Few British-period works of military architecture manage to
exert such a commanding presence, as well as a sense of solidity
and domineering invincibility, as Fort Mosta (or Musta as it was
officially referred to by the British military).
Occupying a central position along the escarpment of the Great
Fault, Fort Mosta (Naxxar , Malta)
was the most strategically-placed land fort on the system of
inland defenses known collectively as the Victoria Lines. The
Fort’s designation as a ‘land fort’, its strategic location
roughly in the center of the North-West front (later renamed the
Victoria Lines), and the topography of the site on which it was
built, were all to dictate both its structural shape and form
and its defensive role (and, hence the nature of its armaments
with which it was to be equipped).
Fort Mosta was originally designed as one of three isolated
strongholds on the North-West Front. This was a defensive
position adopted by the British military and intended to divide
Malta into two parts, concentrating the fortified assets along
the line of a natural fault cutting across the width of the
island. The fort occupied the cliff face on the spur of land at
the mouth of Wied il-Ghasel and was apparently built (according
to available documentation and some archaeological evidence) on
the site of a Bronze Age citadel and village.
Like most of the forts of this period, late in the history of
fortification, the design of Fort Mosta was tailored around its
perceived role, and the armament considered suitable for the
task. Initially, this was to consist of seven 64-pdr smooth-bore
muzzle loading guns mounted inside protective vaulted casemates.
Seven other guns proposed to be installed on disappearing
carriages were, however, never mounted. Like most of the
first-generation British forts of the 1870s, Fort Mosta was
constructed from a hybrid combination of masonry, hewn rock,
earth, and cast-in-place mass concrete elements.
Undeniable, the most structurally imposing and defining feature
of Fort Mosta is its keep. Considering its comparatively large
size and its many casemated gun emplacements, the keep at Fort
Mosta can easily pass off as a veritable fortress in its own
right. The structure was actually the original fort and only
became a ‘keep’ at a later stage in the design process when the
outer detached ward, or battery, was thought necessary and
grafted onto the position to give it its present shape.

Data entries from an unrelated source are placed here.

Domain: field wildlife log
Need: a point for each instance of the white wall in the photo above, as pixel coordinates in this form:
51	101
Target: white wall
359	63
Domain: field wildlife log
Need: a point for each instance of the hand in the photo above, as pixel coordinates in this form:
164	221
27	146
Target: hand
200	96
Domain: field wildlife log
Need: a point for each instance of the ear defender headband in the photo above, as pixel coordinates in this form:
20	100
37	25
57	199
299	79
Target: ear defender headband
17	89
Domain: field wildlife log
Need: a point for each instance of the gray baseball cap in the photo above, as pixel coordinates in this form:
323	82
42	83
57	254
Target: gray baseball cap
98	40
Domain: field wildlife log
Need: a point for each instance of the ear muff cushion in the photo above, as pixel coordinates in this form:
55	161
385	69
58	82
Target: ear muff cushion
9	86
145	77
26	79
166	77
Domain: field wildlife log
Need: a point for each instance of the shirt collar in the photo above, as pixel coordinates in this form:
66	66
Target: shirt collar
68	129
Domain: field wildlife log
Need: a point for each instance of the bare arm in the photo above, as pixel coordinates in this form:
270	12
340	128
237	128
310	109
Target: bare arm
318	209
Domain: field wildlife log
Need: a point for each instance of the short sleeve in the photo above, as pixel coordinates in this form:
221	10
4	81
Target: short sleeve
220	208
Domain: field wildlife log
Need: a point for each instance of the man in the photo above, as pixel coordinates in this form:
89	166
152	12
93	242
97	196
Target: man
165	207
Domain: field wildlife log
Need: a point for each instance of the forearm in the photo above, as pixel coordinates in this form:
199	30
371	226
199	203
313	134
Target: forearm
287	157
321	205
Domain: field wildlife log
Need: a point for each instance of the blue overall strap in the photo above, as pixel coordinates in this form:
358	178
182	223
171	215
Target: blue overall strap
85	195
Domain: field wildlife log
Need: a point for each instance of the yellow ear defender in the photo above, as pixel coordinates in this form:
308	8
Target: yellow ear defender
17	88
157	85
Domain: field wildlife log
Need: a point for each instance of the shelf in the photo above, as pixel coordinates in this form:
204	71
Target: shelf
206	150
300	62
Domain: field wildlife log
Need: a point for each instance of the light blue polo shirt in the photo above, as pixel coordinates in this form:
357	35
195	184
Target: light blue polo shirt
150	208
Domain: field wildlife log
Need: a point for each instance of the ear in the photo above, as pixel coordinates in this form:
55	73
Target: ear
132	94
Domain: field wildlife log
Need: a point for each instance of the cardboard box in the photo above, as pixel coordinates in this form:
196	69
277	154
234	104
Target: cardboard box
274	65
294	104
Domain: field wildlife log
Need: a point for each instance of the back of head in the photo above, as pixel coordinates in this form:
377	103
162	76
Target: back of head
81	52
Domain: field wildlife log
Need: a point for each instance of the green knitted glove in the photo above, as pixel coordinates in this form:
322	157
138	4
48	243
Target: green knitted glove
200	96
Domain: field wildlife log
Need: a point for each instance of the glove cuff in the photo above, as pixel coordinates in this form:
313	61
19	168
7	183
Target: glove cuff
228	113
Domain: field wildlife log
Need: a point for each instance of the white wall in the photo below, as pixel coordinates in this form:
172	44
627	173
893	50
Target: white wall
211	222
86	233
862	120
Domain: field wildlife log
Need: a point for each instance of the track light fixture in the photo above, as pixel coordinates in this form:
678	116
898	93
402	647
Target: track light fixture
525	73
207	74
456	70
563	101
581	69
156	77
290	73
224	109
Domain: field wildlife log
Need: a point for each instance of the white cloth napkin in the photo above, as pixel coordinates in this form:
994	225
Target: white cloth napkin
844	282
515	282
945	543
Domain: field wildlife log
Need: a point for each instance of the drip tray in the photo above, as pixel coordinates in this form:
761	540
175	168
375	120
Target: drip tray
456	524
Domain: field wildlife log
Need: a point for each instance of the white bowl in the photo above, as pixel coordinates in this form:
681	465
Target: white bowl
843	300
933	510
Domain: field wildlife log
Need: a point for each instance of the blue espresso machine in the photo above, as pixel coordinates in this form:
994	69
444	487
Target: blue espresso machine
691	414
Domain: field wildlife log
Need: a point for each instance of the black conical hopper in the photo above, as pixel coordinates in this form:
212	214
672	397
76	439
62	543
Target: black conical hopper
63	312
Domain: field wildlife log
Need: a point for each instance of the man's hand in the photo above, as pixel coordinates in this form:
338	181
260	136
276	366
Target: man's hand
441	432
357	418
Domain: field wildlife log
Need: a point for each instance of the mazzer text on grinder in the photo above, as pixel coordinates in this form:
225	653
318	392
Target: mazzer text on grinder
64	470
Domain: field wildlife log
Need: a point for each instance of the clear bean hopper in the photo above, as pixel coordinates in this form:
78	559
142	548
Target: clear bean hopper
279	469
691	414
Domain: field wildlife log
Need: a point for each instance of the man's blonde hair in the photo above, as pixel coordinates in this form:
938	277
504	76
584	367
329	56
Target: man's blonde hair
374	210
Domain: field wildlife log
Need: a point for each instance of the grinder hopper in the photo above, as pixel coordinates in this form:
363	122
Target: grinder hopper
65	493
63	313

The main defensive elements of the Fort Mosta keep were its
enveloping ditch, which isolated the keep from the outer
enceinte and also from the mainland to the rear, and three
counterscarp musketry galleries which provided the necessary
enfilading fire, and were linked to the keep by means of an
underground tunnel. Entrance into the keep was through a main
gateway situated in the middle of the south face and this led
directly into a spacious central courtyard. The gate was served
by a Guthrie rolling drawbridge, which hasn’t survived, and was
flanked by a small defensive musketry position containing three
loopholes.
With the abandonment
of the Victoria Lines as an inland defensive position during the
early years of the 20th century, Fort Mosta lost most of its
military value, unlike the other two forts on the Victoria
Lines, which were retained in use in a coastal defense role. By
1940, the fort was being used simply as a munitions depot, a
role which it has continued to fulfill to the present day.